Через какое-то время идти стало тяжелее, они начали подниматься в гору. Это было хорошим знаком, ведь, в таком случае, они почти добрались до нужной точки. Витя оглянулся, чтобы посмотреть на Дубовского – тот стал идти еще медленнее, чем прежде, и хромать еще сильнее.
«Оставить его здесь или тогда он точно потеряется без карт?» – проскользнула в голове Невольского мысль. С вероятностью девяносто девять процентов, с холма они спустятся, как только посмотрят, как обстоят дела в квадрате, который нужно зачистить, так и зачем заставлять бедного Дубовского мучиться с его ногой и подниматься туда, откуда он спустится через пару минут. С другой стороны, спускаться они могут по совершенно другой дороге, и тогда Юра будет отрезан от них холмом, что недопустимо.
Еще минуту Витя размышлял над дилеммой, но, наконец, принял решение идти всем вместе и не разделяться. Так будет проще сохранить единую группу.
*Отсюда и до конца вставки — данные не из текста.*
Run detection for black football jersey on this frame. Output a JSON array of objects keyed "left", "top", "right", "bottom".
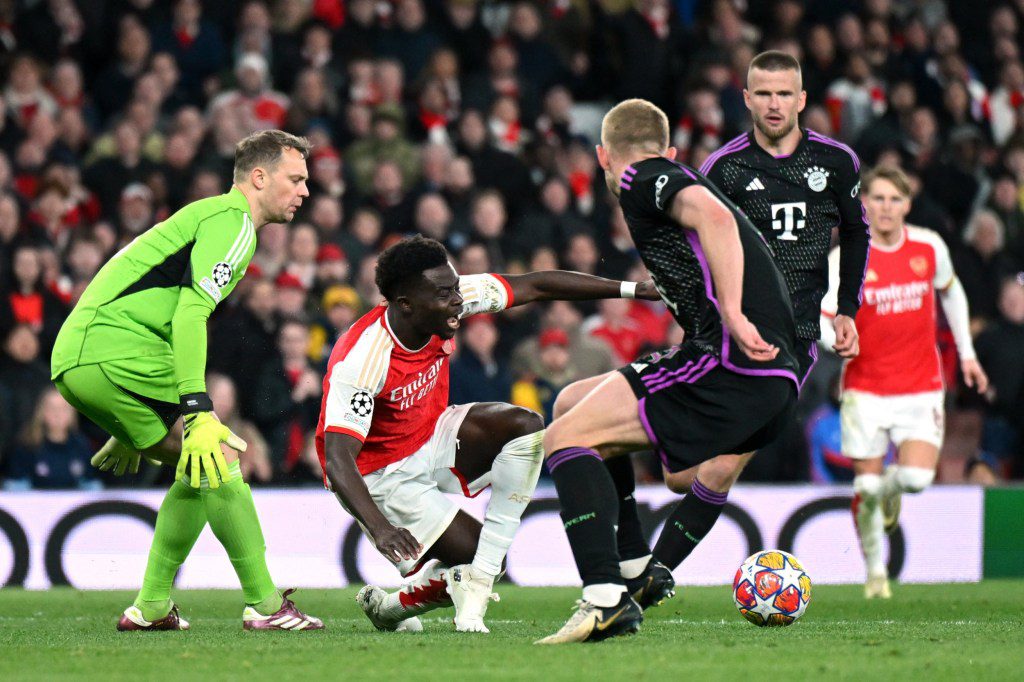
[
  {"left": 700, "top": 128, "right": 869, "bottom": 339},
  {"left": 618, "top": 157, "right": 799, "bottom": 384}
]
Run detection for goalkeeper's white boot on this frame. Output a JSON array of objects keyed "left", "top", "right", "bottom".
[
  {"left": 444, "top": 563, "right": 499, "bottom": 633},
  {"left": 864, "top": 573, "right": 893, "bottom": 599},
  {"left": 118, "top": 604, "right": 189, "bottom": 632}
]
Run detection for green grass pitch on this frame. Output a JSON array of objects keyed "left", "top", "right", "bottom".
[{"left": 0, "top": 581, "right": 1024, "bottom": 682}]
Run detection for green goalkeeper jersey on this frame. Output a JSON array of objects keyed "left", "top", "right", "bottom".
[{"left": 51, "top": 187, "right": 256, "bottom": 395}]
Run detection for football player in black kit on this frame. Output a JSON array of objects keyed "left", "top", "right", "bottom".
[
  {"left": 554, "top": 51, "right": 868, "bottom": 608},
  {"left": 539, "top": 99, "right": 800, "bottom": 644}
]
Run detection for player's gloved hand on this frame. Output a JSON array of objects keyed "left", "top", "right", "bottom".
[
  {"left": 370, "top": 523, "right": 423, "bottom": 563},
  {"left": 175, "top": 393, "right": 248, "bottom": 488},
  {"left": 89, "top": 439, "right": 141, "bottom": 476}
]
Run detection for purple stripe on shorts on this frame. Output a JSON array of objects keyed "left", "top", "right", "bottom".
[
  {"left": 637, "top": 397, "right": 669, "bottom": 468},
  {"left": 683, "top": 229, "right": 800, "bottom": 389},
  {"left": 548, "top": 447, "right": 601, "bottom": 471},
  {"left": 644, "top": 355, "right": 709, "bottom": 389},
  {"left": 797, "top": 341, "right": 818, "bottom": 392},
  {"left": 641, "top": 360, "right": 696, "bottom": 384},
  {"left": 647, "top": 355, "right": 718, "bottom": 393},
  {"left": 807, "top": 130, "right": 860, "bottom": 173},
  {"left": 690, "top": 478, "right": 729, "bottom": 505}
]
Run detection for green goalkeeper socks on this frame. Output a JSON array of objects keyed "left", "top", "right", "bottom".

Тем более, вдруг на него снова нападут неживые, и он не сможет ни сражаться с ними в полную силу, ни убежать, и просто впустую погибнет, а они с товарищами даже не будут знать, что что-то случилось, и не смогут его защитить.
Возвышенность встретила их ветром. Он был неожиданно сильным и холодным, и пробирал до костей даже сквозь комбинезоны, рассчитанные на достаточно низкие температуры. Тем не менее, ужасно дуло, и солдаты зябко поежились от неприятного ощущения холода.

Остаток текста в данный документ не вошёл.